As part of my day-to-day work, I often need to run the tooling I’m working on against databases to test it. The databases need to have a variaty of different schemas and data in them to do a representative test. A big problem with this is getting hold of an array of different databases in the first place. This problem is compounded further by the fact that the tooling I work on supports five different database platforms, so there is a need for different databases for each platform.
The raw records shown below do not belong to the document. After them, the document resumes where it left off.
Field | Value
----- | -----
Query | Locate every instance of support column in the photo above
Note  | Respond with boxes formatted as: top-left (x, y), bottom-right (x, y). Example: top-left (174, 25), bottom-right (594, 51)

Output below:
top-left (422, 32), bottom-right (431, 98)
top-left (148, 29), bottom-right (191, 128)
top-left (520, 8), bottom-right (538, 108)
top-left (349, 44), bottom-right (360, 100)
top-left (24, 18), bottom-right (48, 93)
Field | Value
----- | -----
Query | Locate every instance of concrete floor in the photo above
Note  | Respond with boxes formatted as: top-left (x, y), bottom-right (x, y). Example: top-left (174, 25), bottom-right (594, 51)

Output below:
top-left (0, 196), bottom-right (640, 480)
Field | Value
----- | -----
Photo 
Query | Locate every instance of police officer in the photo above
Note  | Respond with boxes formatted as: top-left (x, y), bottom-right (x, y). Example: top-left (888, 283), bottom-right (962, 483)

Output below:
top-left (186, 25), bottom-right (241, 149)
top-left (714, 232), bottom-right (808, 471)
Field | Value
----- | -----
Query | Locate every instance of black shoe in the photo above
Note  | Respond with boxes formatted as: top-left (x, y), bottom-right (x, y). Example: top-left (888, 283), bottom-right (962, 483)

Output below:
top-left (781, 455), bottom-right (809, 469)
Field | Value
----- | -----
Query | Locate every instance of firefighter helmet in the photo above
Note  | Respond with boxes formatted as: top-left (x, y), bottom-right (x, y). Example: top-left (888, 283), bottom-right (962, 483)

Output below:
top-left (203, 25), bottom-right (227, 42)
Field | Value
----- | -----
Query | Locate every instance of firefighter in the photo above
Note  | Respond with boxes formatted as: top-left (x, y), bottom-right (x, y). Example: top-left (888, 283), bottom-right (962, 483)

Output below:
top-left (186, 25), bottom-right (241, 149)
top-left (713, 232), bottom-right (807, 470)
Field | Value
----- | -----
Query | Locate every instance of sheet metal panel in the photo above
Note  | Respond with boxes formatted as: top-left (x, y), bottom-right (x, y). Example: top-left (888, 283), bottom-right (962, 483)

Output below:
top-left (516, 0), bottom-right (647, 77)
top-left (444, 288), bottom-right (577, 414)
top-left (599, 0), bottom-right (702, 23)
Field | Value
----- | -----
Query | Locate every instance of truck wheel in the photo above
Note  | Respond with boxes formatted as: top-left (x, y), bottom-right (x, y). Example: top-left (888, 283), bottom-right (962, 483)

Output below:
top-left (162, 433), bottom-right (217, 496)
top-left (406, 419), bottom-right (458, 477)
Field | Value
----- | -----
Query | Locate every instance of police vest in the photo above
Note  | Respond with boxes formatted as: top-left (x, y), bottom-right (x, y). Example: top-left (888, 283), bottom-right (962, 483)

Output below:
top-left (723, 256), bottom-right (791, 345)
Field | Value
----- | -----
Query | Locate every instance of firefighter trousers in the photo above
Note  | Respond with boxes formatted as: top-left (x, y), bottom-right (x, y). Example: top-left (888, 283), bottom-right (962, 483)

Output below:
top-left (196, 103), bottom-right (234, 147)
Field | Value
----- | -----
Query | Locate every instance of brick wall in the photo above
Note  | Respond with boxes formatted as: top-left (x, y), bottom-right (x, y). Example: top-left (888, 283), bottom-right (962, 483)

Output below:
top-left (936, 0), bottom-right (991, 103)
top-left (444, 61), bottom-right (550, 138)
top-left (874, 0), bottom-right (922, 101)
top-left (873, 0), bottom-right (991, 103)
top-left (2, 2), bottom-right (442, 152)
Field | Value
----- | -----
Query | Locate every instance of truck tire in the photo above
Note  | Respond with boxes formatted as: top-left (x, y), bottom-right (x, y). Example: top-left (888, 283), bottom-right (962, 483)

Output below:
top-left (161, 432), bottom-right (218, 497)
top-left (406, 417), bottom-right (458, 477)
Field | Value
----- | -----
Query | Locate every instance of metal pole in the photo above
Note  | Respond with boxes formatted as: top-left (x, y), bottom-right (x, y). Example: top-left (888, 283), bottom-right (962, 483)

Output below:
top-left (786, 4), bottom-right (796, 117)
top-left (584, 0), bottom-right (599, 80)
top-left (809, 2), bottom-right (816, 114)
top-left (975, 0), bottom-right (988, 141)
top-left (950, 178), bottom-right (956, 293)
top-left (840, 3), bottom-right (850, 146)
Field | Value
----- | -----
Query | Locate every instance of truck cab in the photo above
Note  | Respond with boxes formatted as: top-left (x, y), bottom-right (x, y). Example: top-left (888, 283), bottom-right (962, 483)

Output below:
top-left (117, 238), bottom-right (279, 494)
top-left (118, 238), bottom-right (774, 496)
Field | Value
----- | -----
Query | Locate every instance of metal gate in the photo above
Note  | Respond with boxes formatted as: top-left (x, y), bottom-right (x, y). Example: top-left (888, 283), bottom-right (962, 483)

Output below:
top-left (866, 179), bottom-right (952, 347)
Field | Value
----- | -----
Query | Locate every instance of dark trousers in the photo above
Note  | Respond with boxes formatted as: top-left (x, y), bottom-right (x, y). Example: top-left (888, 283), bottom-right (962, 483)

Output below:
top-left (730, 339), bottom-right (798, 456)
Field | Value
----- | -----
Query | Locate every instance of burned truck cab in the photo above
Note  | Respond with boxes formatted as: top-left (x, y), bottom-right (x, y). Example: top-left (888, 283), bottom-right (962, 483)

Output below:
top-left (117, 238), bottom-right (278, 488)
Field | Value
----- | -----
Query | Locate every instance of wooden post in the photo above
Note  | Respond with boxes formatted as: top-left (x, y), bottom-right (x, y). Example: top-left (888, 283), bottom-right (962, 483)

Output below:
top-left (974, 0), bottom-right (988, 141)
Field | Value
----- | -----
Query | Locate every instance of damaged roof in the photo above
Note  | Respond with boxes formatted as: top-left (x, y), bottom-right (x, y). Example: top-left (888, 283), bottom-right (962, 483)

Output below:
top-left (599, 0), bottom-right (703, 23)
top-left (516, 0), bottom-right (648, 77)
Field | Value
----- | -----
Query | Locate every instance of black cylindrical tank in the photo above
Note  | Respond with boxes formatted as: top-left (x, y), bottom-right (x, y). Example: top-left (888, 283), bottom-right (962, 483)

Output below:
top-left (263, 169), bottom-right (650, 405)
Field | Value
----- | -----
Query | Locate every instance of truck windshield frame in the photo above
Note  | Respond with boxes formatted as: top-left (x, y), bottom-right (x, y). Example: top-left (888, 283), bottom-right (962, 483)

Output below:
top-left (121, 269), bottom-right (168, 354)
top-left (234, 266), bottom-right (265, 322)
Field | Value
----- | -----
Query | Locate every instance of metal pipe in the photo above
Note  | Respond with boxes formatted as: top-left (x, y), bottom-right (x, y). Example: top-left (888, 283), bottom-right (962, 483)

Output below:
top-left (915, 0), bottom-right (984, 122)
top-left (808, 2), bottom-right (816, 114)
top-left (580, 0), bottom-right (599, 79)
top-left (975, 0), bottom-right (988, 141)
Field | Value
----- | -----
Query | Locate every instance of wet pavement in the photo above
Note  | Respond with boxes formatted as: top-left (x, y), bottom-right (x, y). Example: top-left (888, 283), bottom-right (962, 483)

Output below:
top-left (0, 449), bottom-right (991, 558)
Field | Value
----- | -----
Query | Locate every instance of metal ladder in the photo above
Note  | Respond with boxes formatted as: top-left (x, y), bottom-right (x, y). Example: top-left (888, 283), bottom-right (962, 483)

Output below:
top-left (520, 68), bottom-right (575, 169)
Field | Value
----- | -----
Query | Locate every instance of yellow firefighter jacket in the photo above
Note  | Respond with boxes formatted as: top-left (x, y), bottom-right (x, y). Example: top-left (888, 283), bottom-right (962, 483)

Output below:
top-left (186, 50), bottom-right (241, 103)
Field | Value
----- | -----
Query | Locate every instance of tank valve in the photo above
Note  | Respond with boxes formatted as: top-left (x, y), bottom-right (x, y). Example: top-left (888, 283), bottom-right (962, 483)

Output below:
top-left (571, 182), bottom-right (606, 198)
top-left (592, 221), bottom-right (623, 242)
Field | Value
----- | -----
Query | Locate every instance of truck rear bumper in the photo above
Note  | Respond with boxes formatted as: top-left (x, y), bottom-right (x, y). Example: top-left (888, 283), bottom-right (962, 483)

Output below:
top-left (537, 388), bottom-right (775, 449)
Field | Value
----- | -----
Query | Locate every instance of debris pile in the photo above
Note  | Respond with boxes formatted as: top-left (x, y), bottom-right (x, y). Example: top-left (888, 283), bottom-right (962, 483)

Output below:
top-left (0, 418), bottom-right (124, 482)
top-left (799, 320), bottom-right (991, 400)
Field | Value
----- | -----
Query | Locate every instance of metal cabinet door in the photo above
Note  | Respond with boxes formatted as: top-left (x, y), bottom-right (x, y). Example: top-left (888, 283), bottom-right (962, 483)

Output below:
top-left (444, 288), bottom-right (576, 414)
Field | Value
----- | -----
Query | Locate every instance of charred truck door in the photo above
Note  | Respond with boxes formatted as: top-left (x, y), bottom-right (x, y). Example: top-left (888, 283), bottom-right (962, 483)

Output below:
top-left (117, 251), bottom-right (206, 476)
A useful source of ready-made databases is the reference databases that are provided by the vendor or community around each database. The ones I’ve found so far are listed below, with a bit of detail about what each one represents.
SQL Server
| Name | Description | Install |
|---|---|---|
| AdventureWorks | A fictional bicycle manufacturer “Adventure Works Cycles”, containing data including manufacturing, sales, purchasing, product management, contact management, and human resources. Available in Online transactional (OLTP), Data warehousing (DW), and Lightweight (LT) formats. | backups scripts |
| Chinook | A fictional digital media store, containing data including artists, albums, tracks, invoices, and customers. | script |
| Contoso | “Contoso Corporation”, a fictional multinational business (more info here), containing data including manufacturing, sales, and products. | scripts |
| Northwind | “Northwind Traders”, a fictional importer/exporter of speciality foods from around the world, containing sales data including customers, orders, inventory, purchasing, suppliers, shipping, employees, and accounting. | scripts |
| WideWorldImporters | “Wide World Importers”, a fictional wholesale novelty goods importer and distributor operating from the San Francisco bay area (more info here), containing data including purchasing, sales and stock. Available in Online transactional (OLTP) and Data warehousing (DW) formats. | backups |
Stack Exchange / StackOverflow
The databases behind the many sites in the Stack Exchange network can be downloaded here. The database for each Stack Exchange site can be downloaded, including that for StackOverflow. However, the StackOverflow database is quite big (~65GB), so it has been split up into several files. That makes it non-trivial to get it into a SQL Server database.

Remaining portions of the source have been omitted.